STEVE INSKEEP, HOST:

The week's news also includes this - the White House honored the national teacher of the year. She is Shanna Peoples. She works at Palo Duro High School in Amarillo, Texas. Most kids at that school are poor and many are refugees. Amarillo is popular for resettlement because feedlots and slaughterhouses provide jobs, but that reality also provides challenges for teachers like Peoples. Jennifer Schmidt reports.

JENNIFER SCHMIDT, BYLINE: When East African refugees began arriving at Palo Duro High School a few years ago, Shanna Peoples went online to learn more about them.

SHANNA PEOPLES: Many of them come through the Kikuma refugee camp in Kenya, which is really just, like, a windswept patch of dirt, a tarp and an open flame. That helped me to understand that this was going to be way different than any kind of teaching I'd ever done in my life.

SCHMIDT: And it's been a challenge, she says.

PEOPLES: I couldn't even sit down with them and read, like, a children's book if it mentioned, for example, a kitchen because kitchen is not a concept even that they had.

SCHMIDT: She also had to gain their trust. These are kids who've been through severe trauma, but Peoples says her own childhood growing up in a violent household helps her connect. Peoples also instructs in the high school's evening program. Her night students range from pregnant girls trying to graduate early to kids coming out of juvenile tension.

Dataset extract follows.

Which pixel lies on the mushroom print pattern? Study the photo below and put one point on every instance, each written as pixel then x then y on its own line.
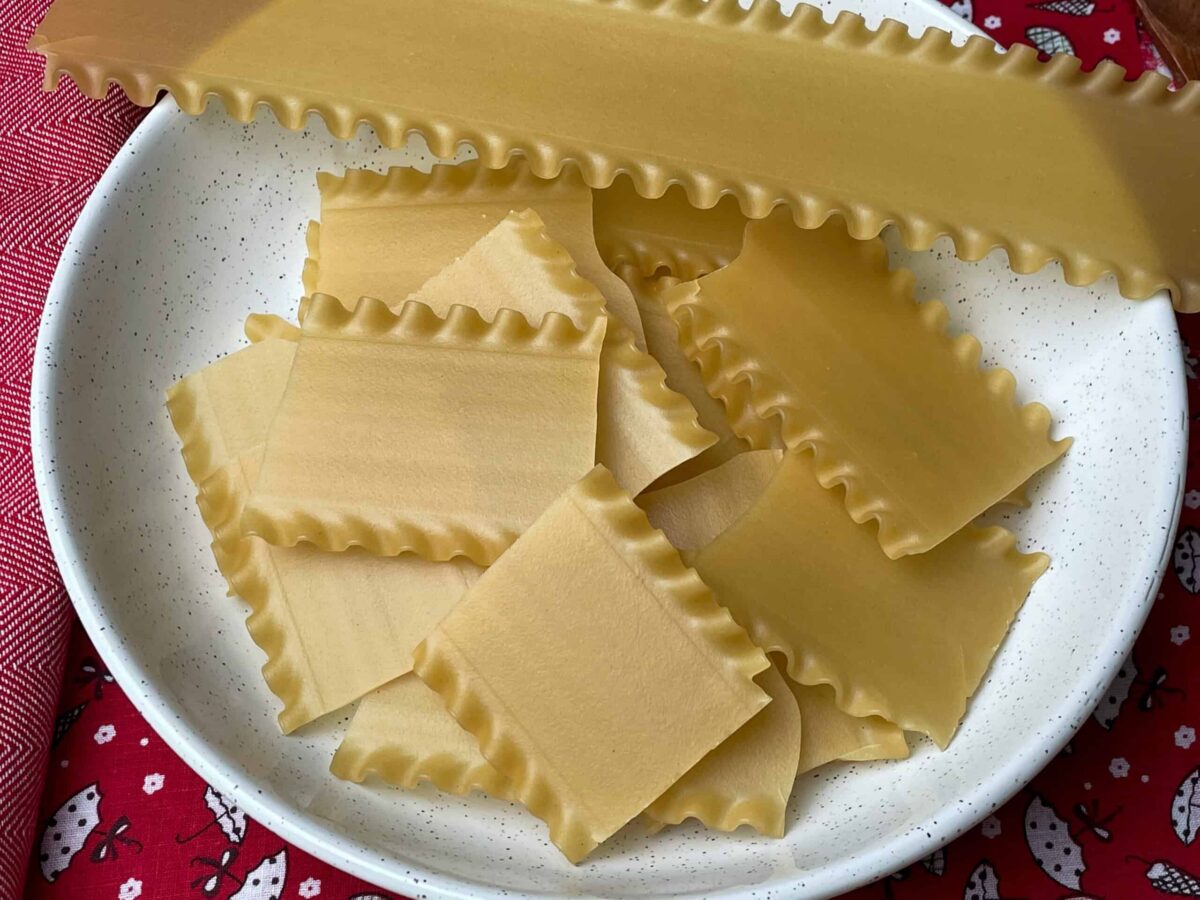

PEOPLES: And probably most unfortunately I have students who don't do day school because they have to work. They are the only ones who can pay the bills in the family. So they work in the daytime and they come and do their credits at night school.

SCHMIDT: Peoples says she knows it sounds corny, but one of her most important jobs is to make every student feel valued.

PEOPLES: That's what we all need. We need kindness. We need understanding, and we need a sense of belonging. Kindness is probably my first and best lesson.

SCHMIDT: Shanna Peoples will spend the coming year visiting schools around the country. Then, she says, she plans to continue doing what she does best - teaching. For NPR News, I'm Jennifer Schmidt.